- Born: 10 September 1979 (age 47) New York City
- Education: Yale University
- Occupations: Journalist, Editor, Executive, Data scientist
- Employer(s): YouGov, The Wall Street Journal, FiveThirtyEight
- Known for: Research on US politics

= Carl Bialik =

American journalist

Carl Bialik (10 September 1979 – ) is an American journalist and YouGov America's vice president of data science and U.S. politics editor.

Bialik is also known for his work for The Wall Street Journal, FiveThirtyEight, andYelpblog.

==Biography==
Bialik is a graduate of the Bronx High School of Science as valedictorian. He is a New York City native.

Bialik graduated with a Bachelors in mathematics and physics from Yale University. He initially became a freelance journalist before working at the Wall Street Journal.

At the Wall Street Journal, Bialik was the creator and writer of the weekly Numbers Guy column, about the use and (particularly) misuse of numbers and statistics in the news and advocacy.

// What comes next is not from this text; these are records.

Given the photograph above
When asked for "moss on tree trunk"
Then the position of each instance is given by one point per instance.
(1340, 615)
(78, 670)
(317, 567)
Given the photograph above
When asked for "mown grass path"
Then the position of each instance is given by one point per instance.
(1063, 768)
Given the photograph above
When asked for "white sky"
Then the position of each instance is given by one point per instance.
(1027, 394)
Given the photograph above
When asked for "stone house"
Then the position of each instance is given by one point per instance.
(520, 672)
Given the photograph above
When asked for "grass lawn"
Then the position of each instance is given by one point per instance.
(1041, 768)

It launched in 2005.

He was also the co-writer on the Journal's blog-like Daily Fix column, which billed itself as "a daily look at the best sportswriting on the Web."

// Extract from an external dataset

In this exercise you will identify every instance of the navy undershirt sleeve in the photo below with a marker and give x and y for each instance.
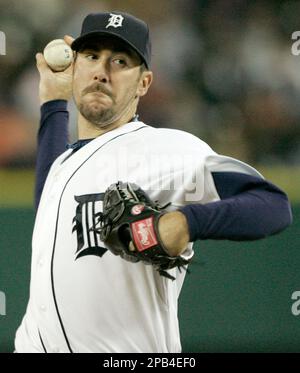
(250, 208)
(52, 140)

His regular column at Gelf, which skewed toward a meta-journalism focus, was Blurb Racket, which pulled back the curtains on the critic quotes in movie and book advertisements, mainly by comparing them directly with the reviews they come from.

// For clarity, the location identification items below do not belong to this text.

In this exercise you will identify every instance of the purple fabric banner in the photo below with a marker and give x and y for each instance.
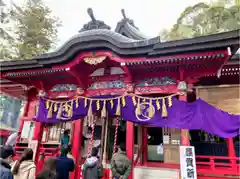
(198, 115)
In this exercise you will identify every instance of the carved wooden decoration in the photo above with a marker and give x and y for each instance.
(94, 60)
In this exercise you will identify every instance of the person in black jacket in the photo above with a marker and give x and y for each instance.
(49, 170)
(6, 154)
(92, 166)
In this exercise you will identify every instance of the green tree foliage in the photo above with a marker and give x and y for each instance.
(204, 19)
(35, 29)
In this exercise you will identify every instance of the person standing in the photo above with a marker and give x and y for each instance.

He is also the host of the tennis podcast "Thirty Love," in which he interviews various figures from the world of professional tennis including players, coaches, executives, and journalists. Bialik is also a recurring guest on the data-driven tennis podcast, "The Tennis Abstract Podcast."
In 2013, Bialik was hired by Nate Silver at FiveThirtyEight.com. At FiveThirtyEight, Bialik wrote on a wide range of subjects, ranging from politics to economics to crime and to sports.

He has also written for The Monitor (Uganda), Media Life Magazine, Yale Alumni Magazine, Arabies Trends, Sports Illustrated, The Yale Herald, Yale Scientific Magazine, CareerBuilder, and Student.com, and has published 5 scientific papers as of 2013.

In 2017 he was named data science editor of Yelp, working on Yelpblog.

In 2021, Bialik became the vice president of data science and U.S. politics editor of YouGov America. He published his first article and survey on the YouGov site in September 2021. At YouGov, Bialik has conducted a large number of surveys in collaboration with larger research studies.